Much has been made about the steady decrease in the number of U.S. medical school graduates choosing to pursue nephrology as a career. Even among nephrologists, both those in private practice as well as academia, there has been substantial hand-wringing on this issue.
My more pessimistic colleagues see a subspecialty in decline, which they attribute to a myriad of factors. These include the encroachment on our “turf” by other sub-specialists (intensivists performing continuous renal replacement therapy, cardiologists performing ultrafiltration, rheumatologists managing lupus nephritis, and transplant surgeons managing immunosuppressive medications).
Others attribute this declining interest in nephrology to the fact that the field is disproportionately reliant on government payors, and as such under the constant pressure of declining reimbursements in a field where income is on par with physicians that have less post-residency training (such as hospitalists).
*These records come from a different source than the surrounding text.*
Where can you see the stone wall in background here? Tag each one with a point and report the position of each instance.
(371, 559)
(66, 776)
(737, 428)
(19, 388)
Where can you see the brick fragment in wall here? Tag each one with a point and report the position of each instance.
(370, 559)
In all candor, these naysayers raise valid points. I would like to challenge this perspective, however.
It is increasingly clear that the future of health care delivery will involve the collaboration of physicians of various specialties and subspecialties with other allied health professionals. Who is better suited for this herculean endeavor than a nephrologist? After all, we round in dialysis units several times per month with a multi-disciplinary team that includes dieticians, nurses, and social workers.
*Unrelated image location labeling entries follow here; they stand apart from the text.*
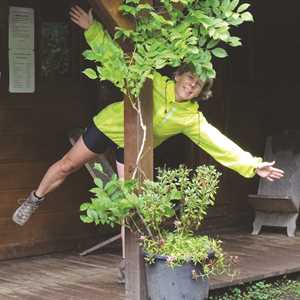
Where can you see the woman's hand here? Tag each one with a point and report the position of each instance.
(266, 170)
(81, 18)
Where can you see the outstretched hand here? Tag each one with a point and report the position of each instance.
(83, 19)
(266, 170)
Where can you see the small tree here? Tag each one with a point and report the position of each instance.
(169, 34)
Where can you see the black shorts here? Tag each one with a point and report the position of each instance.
(98, 142)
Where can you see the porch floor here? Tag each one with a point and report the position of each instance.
(94, 277)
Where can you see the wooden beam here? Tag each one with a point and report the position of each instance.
(108, 12)
(134, 139)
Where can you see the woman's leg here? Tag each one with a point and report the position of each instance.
(54, 177)
(120, 169)
(58, 172)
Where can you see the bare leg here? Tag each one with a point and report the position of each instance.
(71, 162)
(120, 170)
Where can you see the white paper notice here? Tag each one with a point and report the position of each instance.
(21, 28)
(21, 50)
(21, 71)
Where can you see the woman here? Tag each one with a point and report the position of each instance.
(173, 113)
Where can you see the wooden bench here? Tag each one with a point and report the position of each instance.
(73, 137)
(277, 203)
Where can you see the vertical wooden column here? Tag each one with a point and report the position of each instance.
(135, 282)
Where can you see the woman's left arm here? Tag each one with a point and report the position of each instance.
(226, 152)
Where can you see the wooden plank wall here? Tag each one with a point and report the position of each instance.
(33, 133)
(256, 94)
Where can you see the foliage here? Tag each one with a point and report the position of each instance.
(172, 33)
(164, 213)
(279, 290)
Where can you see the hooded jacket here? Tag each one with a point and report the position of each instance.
(171, 118)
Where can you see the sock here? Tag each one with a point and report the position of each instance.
(35, 195)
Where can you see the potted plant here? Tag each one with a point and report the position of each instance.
(165, 215)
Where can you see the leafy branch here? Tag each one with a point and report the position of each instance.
(175, 32)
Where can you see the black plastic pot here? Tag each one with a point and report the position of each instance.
(166, 283)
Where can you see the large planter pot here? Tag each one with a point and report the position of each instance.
(166, 283)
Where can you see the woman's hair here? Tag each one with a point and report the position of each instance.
(206, 92)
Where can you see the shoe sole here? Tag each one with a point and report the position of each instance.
(16, 219)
In some cases, we have even learned to relinquish those aspects of a patient’s care that may be better performed by other members of our team (e.g., the access nurse, or the motivated dietician who manages the patient’s mineral and bone disease). Lest anybody forget, it was no easy undertaking to cajole us prima donnas to play nicely in the sandbox with each other.
It is also increasingly clear that in the future of health care delivery we will be judged (and compensated) based on our ability to provide quality care that is cost-conscious. What other field has been managing patient’s in an environment where payments have been bundled since 2008? Many of us even serve as medical directors, overseeing budgets of entire dialysis units in a time when resources are increasingly scarce.
Additionally, we are comfortable providing quality care across different clinical settings. We have been treating with outpatient intravenous antibiotics long before the introduction of PICC’s and visiting nurse services. We have been scheduling extra outpatient dialysis treatments for our patients that are volume-overloaded long before this new era of cost-consciousness.
It seems to me that our chosen field of nephrology has prepared us well as the future of health care delivery in the United States continues to evolve to a more integrated and cost-conscious model. Our unique experiences have well-positioned us to become the leaders of tomorrow as accountable care organizations are formed, and we need to continually remind internal medicine residents about this.
Only then will interest in nephrology as a career begin to rebound.